H.R. 3803 currently has 223 House co-sponsors. 218 constitutes a House majority when all members vote. We are happy to inform you that among the co-sponsors of H.R. 3803 are Wisconsin House Members Paul Ryan, Jim Sensenbrenner, Tom Petri, Sean Duffy and Reid Ribble. Many thanks to these champions of life.
The Washington Surgi-Clinic, located just five blocks west of the White House, advertises on its website that it performs abortions 26 weeks (6 months) into pregnancy. The website of another clinic advertises second- and third-trimester abortions involving the “intercardiac injection of medication into the fetal heart” at a “private facility in the Washington, D.C. area.” All of this is perfectly legal.

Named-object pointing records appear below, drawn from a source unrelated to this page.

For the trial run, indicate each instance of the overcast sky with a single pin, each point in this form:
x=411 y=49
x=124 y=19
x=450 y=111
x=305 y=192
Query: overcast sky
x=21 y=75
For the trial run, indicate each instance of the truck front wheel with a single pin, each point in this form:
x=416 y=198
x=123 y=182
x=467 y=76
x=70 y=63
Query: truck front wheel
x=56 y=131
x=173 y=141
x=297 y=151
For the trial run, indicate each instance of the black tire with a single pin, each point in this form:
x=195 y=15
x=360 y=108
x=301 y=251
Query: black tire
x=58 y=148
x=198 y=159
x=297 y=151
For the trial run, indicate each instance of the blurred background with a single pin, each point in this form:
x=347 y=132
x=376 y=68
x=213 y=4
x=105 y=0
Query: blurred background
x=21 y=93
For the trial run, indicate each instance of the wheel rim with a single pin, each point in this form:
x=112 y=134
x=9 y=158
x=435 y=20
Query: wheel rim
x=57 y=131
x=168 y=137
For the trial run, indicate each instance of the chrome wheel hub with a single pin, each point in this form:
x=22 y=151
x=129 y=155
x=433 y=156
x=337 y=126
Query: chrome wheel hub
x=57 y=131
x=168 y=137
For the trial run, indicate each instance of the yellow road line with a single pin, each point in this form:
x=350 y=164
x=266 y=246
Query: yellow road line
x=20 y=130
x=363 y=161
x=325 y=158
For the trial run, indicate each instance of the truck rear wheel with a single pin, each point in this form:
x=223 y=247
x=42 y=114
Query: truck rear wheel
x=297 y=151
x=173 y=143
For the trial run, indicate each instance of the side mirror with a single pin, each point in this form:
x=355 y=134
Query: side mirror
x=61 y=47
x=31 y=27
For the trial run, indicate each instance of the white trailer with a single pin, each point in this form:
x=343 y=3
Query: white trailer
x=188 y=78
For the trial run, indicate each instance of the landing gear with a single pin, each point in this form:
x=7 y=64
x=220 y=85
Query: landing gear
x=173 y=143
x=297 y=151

Abortions may be performed in the nation’s capital for any reason during all nine months of pregnancy. But a bill passed by the House Judiciary Committee last week would curb D.C.’s abortion-until-birth policy by putting a limit on abortions at 20 weeks after fertilization, when science suggests an unborn child can feel pain. And national grassroots pro-life groups are making a strong push to bring the bill to the House floor.
“There is ample biologic, physiologic, hormonal, and behavioral evidence for fetal and neonatal pain,” Dr. Colleen A. Malloy, assistant professor at Northwestern University’s Feinberg School of Medicine, said during congressional testimony in May. Malloy, who works in the Neonatal Intensive Care Unit, said that infants born 20-weeks and later “are the patients that I perform procedures on every day and I can guarantee you that when I put a test tube in and I incubate a patient or put an IV in, they feel it.”
The modest restriction would still leave Washington’s abortion law more liberal than many western European nations, which restrict abortion after 12 weeks of pregnancy. But the D.C. late-term abortion ban would present a challenge Supreme Court’s ruling in Roe v. Wade’s 1973 companion case, Doe v. Bolton, that there must be “emotional, psychological, [and] familial” health exceptions to late-term bans. The D.C. ban has exceptions if a late-term abortion is necessary to save the life of the pregnant women or prevent the “substantial and irreversible physical impairment of a major bodily function, not including psychological or emotional conditions, of the pregnant woman.”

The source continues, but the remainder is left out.